Poland: SNMCMG1 Marks 40th Anniversary
On Tuesday, 29 October 2013, SNMCMG1 marked 40 years of service afloat with a ceremony in port, during the harbour phase of Exercise STEADFAST JAZZ 2013.
More than 260 crewmembers from six SNMCMG1 ships participated in this event along with former commanders of the Group and official guests from all over Europe. The ceremony marks 40 years of continuous mine counter-measures capability for the NATO Response Force (NRF) and non-NRF operations, as well as other activities provided by the Group during periods of peace and periods of crisis.
The Standing NATO Mine Countermeasures Group 1 is currently comprised of the flagship ORP ‘Kontradmiral Xawery Czernicki’ (Poland) and five minehunters: BNS Narcis (Belgium), ENS Admiral Cowan (Estonia); FGS Dillingen (Germany), HNLMS Makkum (The Netherlands) and HNOMS Rauma (Norway).
Maritime Command Deputy Chief of Staff for Plans, Commodore Dan MacKeigan, Royal Canadian Navy, participated in the ceremony alongside the Commander of the Maritime Operations Center of the Polish Navy, Vice Admiral Stanislaw Zarychta.
“It is an honour to be in Poland to help commemorate this milestone in the history of allied naval service,” said MacKeigan. “Our minesweeper groups have a proud legacy of making the seas safer for all mariners, military and civilian alike, through their efforts to keep the sea lines of communication open and safe.”
SNMCMG1 was formed in the Belgian port of Ostend on 11 May 1973, and was originally called ‘Standing Naval Force Channel.’ The Group was under the command of NATO’s English Channel Force Commander. The motivation behind this group’s creation was primarily to ensure safety of navigation around the ports of the English Channel and northwest Europe. In the event of a major conflict, the Group was to change area of operation for the North Sea around the coast of West Germany.
In 2000, its area of operation was significantly expanded, and the name changed to ‘Mine Countermeasures Force Northern Europe.’
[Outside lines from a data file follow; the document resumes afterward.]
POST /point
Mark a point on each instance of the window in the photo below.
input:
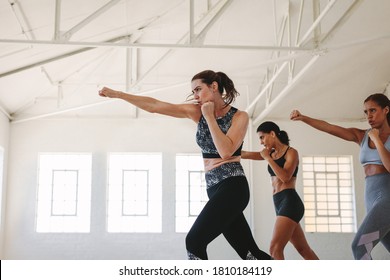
(1, 179)
(191, 195)
(64, 193)
(328, 194)
(134, 193)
The emergence of new threats and security challenges led NATO to adapt to its new strategic environment and to expand the spectrum of its tasks. Following the 2002 NATO Prague summit, the group was renamed ‘NATO Response Force MCM Force Northern Europe’ to reflect this new responsibility.
In 2006, the group was given its current name. Like its Mediterranean counterpart, SNMCMG2, the command of the group is handed over annually to a senior officer appointed by one of the participating nations on a rotational basis.
SNMCMG1’s mission is to provide continuous and far-reaching maritime mine countermeasures capability for operations in peacetime and periods of conflict. The group is therefore engaged in search and disposal operations within NATO but also with NATO partners.
Among other missions, the Group conducts Historical Ordnance Disposal operations to minimize the threat from old WWII mines for all those who use the sea for their benefit – fishermen, cargo ships, ferries and the like.